「かわいいヒト」


正直、男の人の寝顔を見て、“かわいい”と感じてしまうなんて、思わなかった。
男の人の寝顔を見るのを、彼が初めて、というのもあるが・・・。
父親の寝顔さえ、私は知らない。
父親が寝ている姿を、私は知らないから。
いつもお仕事で動き回る父親を見て、この人はいつ眠るのだろうと、不思議に思っていた。
眠らない人など、少ないだろうけど・・・。
人と睡眠は、たぶん、切っても離せないものだから。

彼の寝顔を見つめる。
彼が起きてしまわないように、息を潜めて。
でも、彼は起きないだろう。
自惚れていると分かっていても、思ってしまう。
彼がゆっくりと眠れるのは、私の隣だけだと・・・。
彼も、本当は人恋しくて、寂しい人なのではないか・・・などとも。

指で彼に触れてみた。

前髪。
目元。
鼻。
頬。
唇。

ゆっくりと。

「ヒイロ・・・?」

小さな声で彼を呼ぶ。
起こすつもりなど、ないけれど。
ただ、呼びたくて。

私もまた、人恋しくて、寂しい人間だから・・・。

すぐに目覚めてくれると思った。
だけど・・・。
彼は少し瞼を動かしただけで、目覚める気配はない。
小さなため息。
あきらめて、彼に背を向けて目を閉じた。

途端・・・。

肩に手が触れた。
振り向く。
彼がこちらを見ていた。

「どうした・・・?」
掠れた声。
彼の寝起きの声。

「起きていたの・・・?」
「今、起きた」
「本当に・・・?」
「・・・・・・」
彼が小さなため息をつく。
「・・・小さな指が、いたずらするからな」
「・・・ごめんなさい」
「別に、いい。
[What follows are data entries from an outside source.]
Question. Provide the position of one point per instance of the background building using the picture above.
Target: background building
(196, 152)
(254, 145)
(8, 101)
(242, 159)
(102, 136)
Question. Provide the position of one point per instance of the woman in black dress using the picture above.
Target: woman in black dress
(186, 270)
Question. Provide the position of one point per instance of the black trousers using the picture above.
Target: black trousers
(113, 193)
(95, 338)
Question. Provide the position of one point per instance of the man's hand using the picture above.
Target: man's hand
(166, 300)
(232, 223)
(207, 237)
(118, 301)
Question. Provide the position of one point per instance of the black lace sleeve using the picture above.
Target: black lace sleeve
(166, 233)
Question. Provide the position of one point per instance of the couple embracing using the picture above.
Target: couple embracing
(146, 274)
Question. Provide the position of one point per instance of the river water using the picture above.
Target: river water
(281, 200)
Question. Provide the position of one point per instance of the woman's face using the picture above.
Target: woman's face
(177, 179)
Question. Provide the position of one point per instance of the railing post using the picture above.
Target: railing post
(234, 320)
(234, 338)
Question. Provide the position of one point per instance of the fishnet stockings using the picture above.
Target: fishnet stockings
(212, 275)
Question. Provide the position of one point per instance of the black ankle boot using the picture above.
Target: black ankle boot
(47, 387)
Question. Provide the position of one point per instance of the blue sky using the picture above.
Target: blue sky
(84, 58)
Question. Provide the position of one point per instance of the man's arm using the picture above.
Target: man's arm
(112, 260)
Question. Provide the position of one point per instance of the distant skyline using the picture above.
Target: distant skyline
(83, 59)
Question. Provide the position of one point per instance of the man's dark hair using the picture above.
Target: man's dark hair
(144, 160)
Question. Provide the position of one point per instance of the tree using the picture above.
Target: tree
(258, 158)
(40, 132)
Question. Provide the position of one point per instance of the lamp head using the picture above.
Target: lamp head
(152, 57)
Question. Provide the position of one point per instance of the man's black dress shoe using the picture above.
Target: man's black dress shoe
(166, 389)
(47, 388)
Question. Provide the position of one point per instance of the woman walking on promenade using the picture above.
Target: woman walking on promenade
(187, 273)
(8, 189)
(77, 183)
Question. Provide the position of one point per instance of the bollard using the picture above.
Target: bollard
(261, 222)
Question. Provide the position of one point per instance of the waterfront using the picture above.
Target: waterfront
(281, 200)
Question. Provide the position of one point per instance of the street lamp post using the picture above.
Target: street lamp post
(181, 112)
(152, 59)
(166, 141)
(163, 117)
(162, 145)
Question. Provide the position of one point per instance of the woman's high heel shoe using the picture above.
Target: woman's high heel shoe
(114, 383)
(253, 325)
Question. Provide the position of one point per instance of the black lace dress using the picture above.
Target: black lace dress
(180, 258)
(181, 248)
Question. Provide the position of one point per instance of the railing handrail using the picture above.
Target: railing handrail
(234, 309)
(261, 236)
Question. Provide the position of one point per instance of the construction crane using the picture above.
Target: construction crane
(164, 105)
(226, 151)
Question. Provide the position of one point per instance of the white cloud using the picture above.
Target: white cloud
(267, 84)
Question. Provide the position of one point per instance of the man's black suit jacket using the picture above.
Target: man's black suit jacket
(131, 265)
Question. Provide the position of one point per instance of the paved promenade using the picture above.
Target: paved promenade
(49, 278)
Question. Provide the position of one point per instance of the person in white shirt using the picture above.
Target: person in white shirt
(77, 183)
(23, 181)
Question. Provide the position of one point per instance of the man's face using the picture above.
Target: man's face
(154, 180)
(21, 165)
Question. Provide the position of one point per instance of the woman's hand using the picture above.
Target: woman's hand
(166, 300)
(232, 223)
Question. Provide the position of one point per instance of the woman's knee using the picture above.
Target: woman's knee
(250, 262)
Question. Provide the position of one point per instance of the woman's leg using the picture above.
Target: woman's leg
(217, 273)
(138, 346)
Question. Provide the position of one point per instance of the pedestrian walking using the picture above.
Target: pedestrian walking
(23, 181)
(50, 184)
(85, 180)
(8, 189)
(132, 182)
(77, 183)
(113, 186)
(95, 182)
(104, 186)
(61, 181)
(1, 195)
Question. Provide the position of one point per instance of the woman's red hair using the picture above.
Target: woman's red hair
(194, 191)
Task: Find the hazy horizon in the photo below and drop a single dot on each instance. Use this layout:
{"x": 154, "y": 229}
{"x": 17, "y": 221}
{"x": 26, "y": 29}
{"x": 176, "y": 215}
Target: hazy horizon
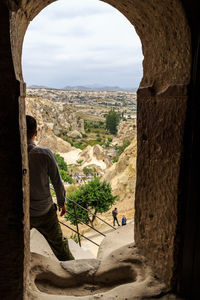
{"x": 81, "y": 43}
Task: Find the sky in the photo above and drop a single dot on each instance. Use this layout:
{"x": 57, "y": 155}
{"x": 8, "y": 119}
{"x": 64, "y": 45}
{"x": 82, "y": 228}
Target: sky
{"x": 81, "y": 42}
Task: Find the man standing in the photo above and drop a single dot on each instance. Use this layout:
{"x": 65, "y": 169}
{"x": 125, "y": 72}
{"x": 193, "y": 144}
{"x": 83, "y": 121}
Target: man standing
{"x": 43, "y": 216}
{"x": 114, "y": 214}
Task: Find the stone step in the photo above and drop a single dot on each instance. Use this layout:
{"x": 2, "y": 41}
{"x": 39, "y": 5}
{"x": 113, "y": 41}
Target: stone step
{"x": 38, "y": 244}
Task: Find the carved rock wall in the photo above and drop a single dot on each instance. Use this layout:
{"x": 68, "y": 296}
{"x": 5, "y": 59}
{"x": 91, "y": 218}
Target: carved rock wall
{"x": 161, "y": 121}
{"x": 11, "y": 208}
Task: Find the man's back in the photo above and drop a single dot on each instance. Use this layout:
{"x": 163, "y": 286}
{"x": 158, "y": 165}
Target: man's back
{"x": 43, "y": 166}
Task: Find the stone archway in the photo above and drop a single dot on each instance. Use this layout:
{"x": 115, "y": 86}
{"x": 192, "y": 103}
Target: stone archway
{"x": 162, "y": 104}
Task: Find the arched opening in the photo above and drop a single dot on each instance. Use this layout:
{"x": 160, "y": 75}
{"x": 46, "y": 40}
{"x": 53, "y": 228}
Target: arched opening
{"x": 162, "y": 92}
{"x": 69, "y": 52}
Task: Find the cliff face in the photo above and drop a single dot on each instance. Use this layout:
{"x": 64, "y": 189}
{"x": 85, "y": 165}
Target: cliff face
{"x": 122, "y": 175}
{"x": 127, "y": 131}
{"x": 53, "y": 119}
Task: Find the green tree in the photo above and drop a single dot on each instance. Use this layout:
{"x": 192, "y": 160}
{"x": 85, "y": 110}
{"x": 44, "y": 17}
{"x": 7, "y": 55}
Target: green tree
{"x": 61, "y": 163}
{"x": 112, "y": 121}
{"x": 95, "y": 196}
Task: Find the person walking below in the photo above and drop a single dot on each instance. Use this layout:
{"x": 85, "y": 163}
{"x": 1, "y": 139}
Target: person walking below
{"x": 43, "y": 215}
{"x": 114, "y": 214}
{"x": 124, "y": 221}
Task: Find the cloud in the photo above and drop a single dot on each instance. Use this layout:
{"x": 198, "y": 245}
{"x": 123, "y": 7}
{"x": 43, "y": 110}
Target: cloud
{"x": 75, "y": 42}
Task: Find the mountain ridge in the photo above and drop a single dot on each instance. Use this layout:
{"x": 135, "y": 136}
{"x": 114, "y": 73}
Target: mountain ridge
{"x": 86, "y": 88}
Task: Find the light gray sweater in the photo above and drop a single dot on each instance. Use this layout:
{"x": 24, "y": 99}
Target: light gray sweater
{"x": 42, "y": 166}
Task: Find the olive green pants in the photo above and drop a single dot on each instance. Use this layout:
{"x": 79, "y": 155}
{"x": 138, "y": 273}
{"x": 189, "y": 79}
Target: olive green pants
{"x": 49, "y": 226}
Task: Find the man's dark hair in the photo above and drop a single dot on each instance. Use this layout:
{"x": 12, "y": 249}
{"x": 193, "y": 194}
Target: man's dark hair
{"x": 31, "y": 126}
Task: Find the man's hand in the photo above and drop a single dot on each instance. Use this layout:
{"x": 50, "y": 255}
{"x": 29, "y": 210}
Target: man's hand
{"x": 62, "y": 210}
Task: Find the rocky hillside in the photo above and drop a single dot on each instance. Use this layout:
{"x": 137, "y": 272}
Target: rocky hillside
{"x": 54, "y": 119}
{"x": 127, "y": 131}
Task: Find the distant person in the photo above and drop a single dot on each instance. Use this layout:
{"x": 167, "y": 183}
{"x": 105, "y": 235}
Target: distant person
{"x": 124, "y": 221}
{"x": 114, "y": 214}
{"x": 43, "y": 215}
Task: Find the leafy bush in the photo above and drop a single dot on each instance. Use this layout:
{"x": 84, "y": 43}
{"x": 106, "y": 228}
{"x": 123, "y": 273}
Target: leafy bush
{"x": 95, "y": 196}
{"x": 120, "y": 149}
{"x": 61, "y": 163}
{"x": 115, "y": 159}
{"x": 112, "y": 121}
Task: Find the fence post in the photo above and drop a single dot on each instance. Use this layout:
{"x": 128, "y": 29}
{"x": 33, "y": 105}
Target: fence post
{"x": 79, "y": 240}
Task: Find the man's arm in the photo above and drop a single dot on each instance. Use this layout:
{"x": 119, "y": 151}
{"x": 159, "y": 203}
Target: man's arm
{"x": 57, "y": 182}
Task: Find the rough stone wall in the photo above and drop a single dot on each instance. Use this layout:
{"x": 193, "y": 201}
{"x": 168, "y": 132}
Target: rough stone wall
{"x": 11, "y": 210}
{"x": 161, "y": 121}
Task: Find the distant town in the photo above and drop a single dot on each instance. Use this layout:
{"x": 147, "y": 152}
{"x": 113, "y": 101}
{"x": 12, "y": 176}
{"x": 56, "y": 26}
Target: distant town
{"x": 95, "y": 103}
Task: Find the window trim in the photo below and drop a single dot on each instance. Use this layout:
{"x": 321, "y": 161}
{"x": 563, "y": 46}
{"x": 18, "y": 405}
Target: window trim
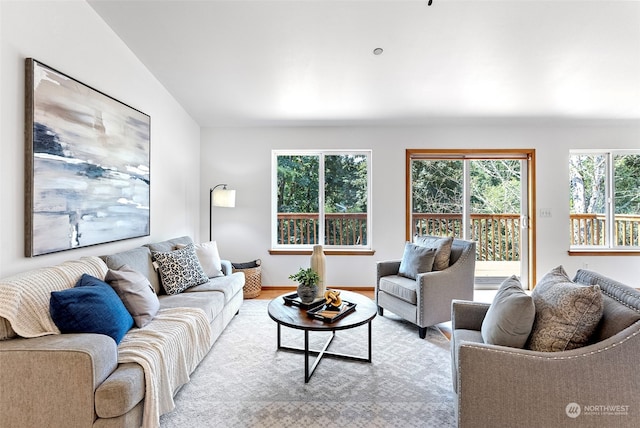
{"x": 305, "y": 249}
{"x": 610, "y": 248}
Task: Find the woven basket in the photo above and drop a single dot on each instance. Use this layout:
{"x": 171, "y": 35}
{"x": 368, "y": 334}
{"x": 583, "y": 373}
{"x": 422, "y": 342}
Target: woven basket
{"x": 252, "y": 280}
・・・ただ」
「ただ・・・?」
いたずらっぽい、妖しい光を帯びた彼に瞳を覗き込む。
「やり返すだけだ」
彼はにやりと不適な笑みを浮かべて、そう言った。

「・・・覚悟はしていたけど」

彼の指に遊ばれる自分を思い浮かべ、体が震えたのは、言うまでも無い。

本当に彼は・・・かわいい人。


Fin

「あとがき」
久しぶりに、新作。最近は、書きかけのものを片付けるということばかりをやっていた気がするので、ちょっと新鮮ですね。
もう、あれですね。誰かの視点で書くというスタンスが、私の中で固まってしまったのか、こういう書き方しか出来ません。断言は出来ないけど・・・。でもね、この書き方のいいところは、感情移入しやすいところね。「私」や「俺」になって読めるから、楽しい。
と、思うのは私だけかもしれないけど・・・ね。